When they got outside, Fr. Eulalio, who had been confined somewhere in the depths of the great fortress this past hour or two for reasons best known to his superior, joined them again, and hoped they could find room to take him to Madrid. It was something urgent. If he went now, he believed he could get a ride back somehow that night, or early next morning (he was going to see about flour on the black market). The distinguished novelist excused himself, looking haggard and unsteady despite the bracing stripes of the H.A.C. He tripped on the stairs.
—My, he is odd, isn’t he. One almost wonders . . . The tall woman’s voice tailed off, as she looked abstractedly up at the walls, and murmured, —My God, you’d think they were expecting the Russians. Then she recovered, adjusting her hair with her scarlet nails. —You know frankly, I haven’t seen a soul around here who looked frightfully h
oly. They all look quite easy-going.
—They’ve got the life of Reilly, her husband said, licking his lips.
—Here, we ought to leave them something, an alms or whatever you call it, to pay for the lunch. Have you got some of those big brown bills? And there’s the old porter out on the front porch, should we give him something? They always show up like this at the last minute . . .
She came back looking quite confused. —He wouldn’t take a penny!
—They’re very proud, said the woman with the ring, —even the poor ones.
—Well he has so few teeth he certainly can’t eat much, but I thought he might buy himself a drink, he probably drinks, and from those marks on his face you can see he probably has something . . . she went on, closing her pocketbook, turning toward the soiled limousine where Fr. Eulalio was already climbing in. —And that one asked me what Huki-lau’s belt was, my God! What could I tell him? Nevertheless, she added as she watched the brown robe disappear inside the car, —I am glad she’s wearing it.
—Goodbye . . .
—We may get down to Holy Week in Seville ourselves, it sounds a riot.
—Or if you’re still here, or maybe next year, Valencia . . .
—Next year we are going to Hawaii for the Narcissus Festival.
—For the Fallas.
—Goodbye . . . Isn’t it a God-awful day . . . The soiled limousine rolled, choked on the hill, barely missed a mule approaching the fountain with solitary dignity, and a child squatted in the gutter, and turned from sight.

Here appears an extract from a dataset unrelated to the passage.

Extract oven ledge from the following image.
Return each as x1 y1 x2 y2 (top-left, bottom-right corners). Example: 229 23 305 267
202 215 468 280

—Look! Bernie, look! said the woman with the ring, waving it toward the porch on the gothic façade, —that man, that funny man talking to the janitor, don’t you see him? Haven’t we seen him before? on the train? at gun-point on the train! Wasn’t it? Look, or . . . wasn’t it?
Her husband was turned in that direction, but he was busy. The yellow necktie, which appeared to have pictures of brown sailboats on it, kept blowing in his face, and he was trying to adjust a light meter to the bleak even color of the day.